Une jurisprudence précise que des pièces ne répondant pas nécessairement à une indépendance totale peuvent néanmoins être regardées comme faisant partie de l’habitation principale si elles forment un tout indissociable avec celle-ci. Ainsi, l’exonération peut s’appliquer à des locations ou sous-locations portant sur des chambres de service aménagées sous les combles, à condition que ces pièces restent rattachées à l’habitation principale.
Plafonds et cas particuliers
Le plafond de loyer annuel par mètre carré à ne pas dépasser est fixé pour éviter toute dispense de l’exonération. Pour l’année 2021, les plafonds étaient les suivants :
- 191 € pour les locations ou sous-locations réalisées en Île-de-France
- 141 € pour les locations ou sous-locations réalisées dans les autres régions
Pour illustrer, une chambre de 15 m² en région parisienne ne devrait pas excéder environ 2 865 € par an (15 × 191 €).
D’autre part, selon l’article 35 bis II, lorsque le bailleur met à disposition du public une ou plusieurs pièces de son habitation principale, le produit annuel de la location ne doit pas dépasser 760 € afin de bénéficier de l’exonération d’impôt sur le revenu pour ce produit. Ce cas concerne notamment les chambres d’hôtes ou les locations de type Airbnb.

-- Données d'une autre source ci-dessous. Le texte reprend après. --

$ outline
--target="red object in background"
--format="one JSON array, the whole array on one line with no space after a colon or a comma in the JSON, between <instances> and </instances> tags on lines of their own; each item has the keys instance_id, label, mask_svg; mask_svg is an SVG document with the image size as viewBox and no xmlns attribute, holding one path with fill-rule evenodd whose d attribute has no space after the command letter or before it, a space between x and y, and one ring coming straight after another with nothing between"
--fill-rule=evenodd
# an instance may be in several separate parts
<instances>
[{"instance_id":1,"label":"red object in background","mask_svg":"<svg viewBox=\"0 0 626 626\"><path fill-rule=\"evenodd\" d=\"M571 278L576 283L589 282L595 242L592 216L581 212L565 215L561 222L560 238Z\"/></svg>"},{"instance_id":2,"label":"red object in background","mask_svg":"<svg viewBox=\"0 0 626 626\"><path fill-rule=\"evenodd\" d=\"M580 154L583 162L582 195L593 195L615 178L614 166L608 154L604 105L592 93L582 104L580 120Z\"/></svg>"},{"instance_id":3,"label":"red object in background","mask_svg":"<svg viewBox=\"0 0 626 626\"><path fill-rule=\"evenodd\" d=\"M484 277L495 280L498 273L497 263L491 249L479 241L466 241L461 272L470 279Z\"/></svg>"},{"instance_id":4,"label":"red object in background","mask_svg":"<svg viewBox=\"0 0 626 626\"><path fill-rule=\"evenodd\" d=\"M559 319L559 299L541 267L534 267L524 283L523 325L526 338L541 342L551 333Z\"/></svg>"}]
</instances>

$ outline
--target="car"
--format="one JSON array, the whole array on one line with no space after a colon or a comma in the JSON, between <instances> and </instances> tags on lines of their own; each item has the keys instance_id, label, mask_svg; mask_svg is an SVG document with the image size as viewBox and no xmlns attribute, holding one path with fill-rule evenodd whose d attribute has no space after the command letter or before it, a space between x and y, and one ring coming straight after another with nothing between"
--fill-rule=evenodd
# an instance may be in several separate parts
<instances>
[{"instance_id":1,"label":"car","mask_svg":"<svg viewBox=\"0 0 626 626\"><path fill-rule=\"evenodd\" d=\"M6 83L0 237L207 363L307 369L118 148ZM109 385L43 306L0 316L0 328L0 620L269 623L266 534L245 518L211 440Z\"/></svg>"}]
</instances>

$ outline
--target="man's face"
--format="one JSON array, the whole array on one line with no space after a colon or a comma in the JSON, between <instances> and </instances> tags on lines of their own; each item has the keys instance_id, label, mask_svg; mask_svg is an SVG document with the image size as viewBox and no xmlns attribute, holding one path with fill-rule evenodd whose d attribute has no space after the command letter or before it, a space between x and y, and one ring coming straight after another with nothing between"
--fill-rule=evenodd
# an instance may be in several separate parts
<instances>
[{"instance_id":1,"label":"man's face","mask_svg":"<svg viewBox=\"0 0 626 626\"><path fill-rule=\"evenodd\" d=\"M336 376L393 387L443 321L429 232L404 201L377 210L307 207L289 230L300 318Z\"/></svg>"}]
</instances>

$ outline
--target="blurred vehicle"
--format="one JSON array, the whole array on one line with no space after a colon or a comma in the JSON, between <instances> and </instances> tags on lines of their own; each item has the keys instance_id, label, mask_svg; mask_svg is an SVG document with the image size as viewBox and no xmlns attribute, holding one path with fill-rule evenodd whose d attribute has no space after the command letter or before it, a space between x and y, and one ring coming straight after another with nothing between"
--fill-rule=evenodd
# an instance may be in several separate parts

Règles fiscales et statut BIC/BNC
La location meublée habituelle, réalisée par toute personne et portant sur des chambres ou des appartements, est considérée comme une activité commerciale sur le plan fiscal. Cette activité relève de la catégorie des BIC (bénéfices industriels et commerciaux) pour l’impôt sur le revenu, et ne doit pas être confondue avec les BNC (bénéfices non commerciaux). Les BIC impliquent une comptabilité dite de trésorerie, tandis que les BNC recourent à une comptabilité d’engagement. Si le propriétaire est une société, l’impôt sur les sociétés s’applique. Selon l’article 35, 1-5°, cette règle s’applique que l’activité soit exercée à titre habituel ou occasionnel.
Par « habituel », on entend une location qui se répète dans le temps, sans que la simple durée de la location détermine le caractère habituel. Par exemple, une location de type saisonnière durant un mois d’été peut être considérée comme habituelle si elle se répète sur plusieurs années, même si la durée de location en une année donnée peut être faible. En outre, dans le cadre des chambres d’hôtes ou des locations de type Airbnb, le dépassement du plafond de 760 € entraîne une imposition sur la totalité des revenus nets retirés de la location, selon le régime éventuel des micro-entreprises (la limite de 760 € incluant les taxes).
Ce qu’il faut retenir
- L’exonération de la déclaration des revenus provenant de la location d’une partie de la résidence principale s’applique jusqu’au 31/12/2023 sous conditions.
- La partie louée doit constituer la résidence principale du locataire (ou du sous-locataire).
- La partie louée doit être indissociable de l’habitation principale du bailleur.
- Le produit de la location doit respecter les seuils en vigueur (191 € de loyer annuel par m2 pour les locations ou sous-locations réalisées en Île-de-France et 141 € pour les locations ou sous-locations réalisées dans les autres régions).